Finanzen. Dank höherer Umsatzsteuer-Einnahmen sinkt das Defizit von 1,9 auf 1,7 Prozent.
WIEN. Die schönsten Weihnachtsgeschenke sind noch immer jene, die man sich selber macht. Auch Finanzminister Karl-Heinz Grasser dürfte so gedacht haben, als er bei der Erstellung des Budgets die Einnahmen bei der Umsatzsteuer extrem niedrig angesetzt hat. So kam es zu einem prognostizierten Defizit von 1,9 Prozent des Bruttoinlandsprodukts (BIP). Nun, wo klar ist, dass die Umsatzsteuer üppiger ausfällt, hat der Minister das Defizit auf 1,7 Prozent nach unten revidiert. Das berichtete am Freitag der Vorsitzende des Staatsschuldenausschusses, Helmut Frisch.
In seiner Funktion achtet Frisch penibel darauf, dass der Finanzminister nicht wieder die Spendierhosen anzieht. Heuer schlagen sich die beiden Konjunkturpakete der Regierung mit 864 Mill.

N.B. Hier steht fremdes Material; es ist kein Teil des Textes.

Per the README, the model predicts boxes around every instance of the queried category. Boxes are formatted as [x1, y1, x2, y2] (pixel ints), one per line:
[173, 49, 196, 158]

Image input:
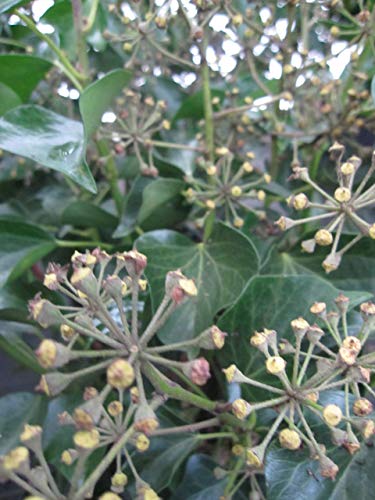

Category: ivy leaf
[0, 54, 52, 102]
[0, 105, 96, 193]
[136, 223, 259, 343]
[79, 69, 132, 137]
[219, 275, 369, 375]
[0, 219, 56, 286]
[0, 392, 47, 455]
[0, 0, 29, 14]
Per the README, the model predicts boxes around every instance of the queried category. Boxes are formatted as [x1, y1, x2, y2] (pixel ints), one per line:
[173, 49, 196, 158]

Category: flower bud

Euro im Budget nieder, die jüngste Steuerentlastung schlägt sich mit 1,7 Mrd. Euro nieder.
Und weil das kommende Jahr ein Wahljahr ist, und weil modische Politiker in Wahljahren gerne Spendierhosen tragen, fordert Frisch erst gar keine Einsparungen bei den Staatsausgaben. In der Empfehlung des Staatsschuldenausschusses zur Budgetpolitik 2006 wird lediglich ersucht, die zu erwartenden Mehreinnahmen aufgrund der verbesserten Konjunktur zur Senkung des Defizits zu nutzen.
Damit Grasser 2008 das angestrebte Nulldefizit erreicht, müsse der Staat aber wirklich ernsthaft sparen. Und zwar bei den Beamten. Denn laut Verwaltungsreform sollen Bund, Länder und Gemeinden etwa 15.000 Beamte einsparen. Das würde eine jährliche Entlastung von 1,9 Mrd. bedeuten.

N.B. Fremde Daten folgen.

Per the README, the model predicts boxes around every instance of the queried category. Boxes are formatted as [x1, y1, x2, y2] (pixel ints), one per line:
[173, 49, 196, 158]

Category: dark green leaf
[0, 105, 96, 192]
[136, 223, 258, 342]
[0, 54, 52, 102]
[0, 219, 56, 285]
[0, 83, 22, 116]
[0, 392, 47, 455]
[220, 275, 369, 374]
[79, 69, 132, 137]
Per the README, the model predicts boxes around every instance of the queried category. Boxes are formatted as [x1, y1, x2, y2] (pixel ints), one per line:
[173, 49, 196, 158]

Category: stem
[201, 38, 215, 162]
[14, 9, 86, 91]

Potenzial für Einsparungen sieht Frisch auch im Justiz-Bereich. "Hier könnte man die Hälfte der kleineren Gerichte schließen", sagt er. Und auch im Bildungswesen sei rote Kreide angesagt. Immerhin sinke die Schülerzahl um zwölf Prozent. Statt zusätzliche Lehrer für die Integration ausländischer Kinder einzustellen, solle vielmehr unter dem bestehenden Personal umgeschichtet werden, fordert Frisch.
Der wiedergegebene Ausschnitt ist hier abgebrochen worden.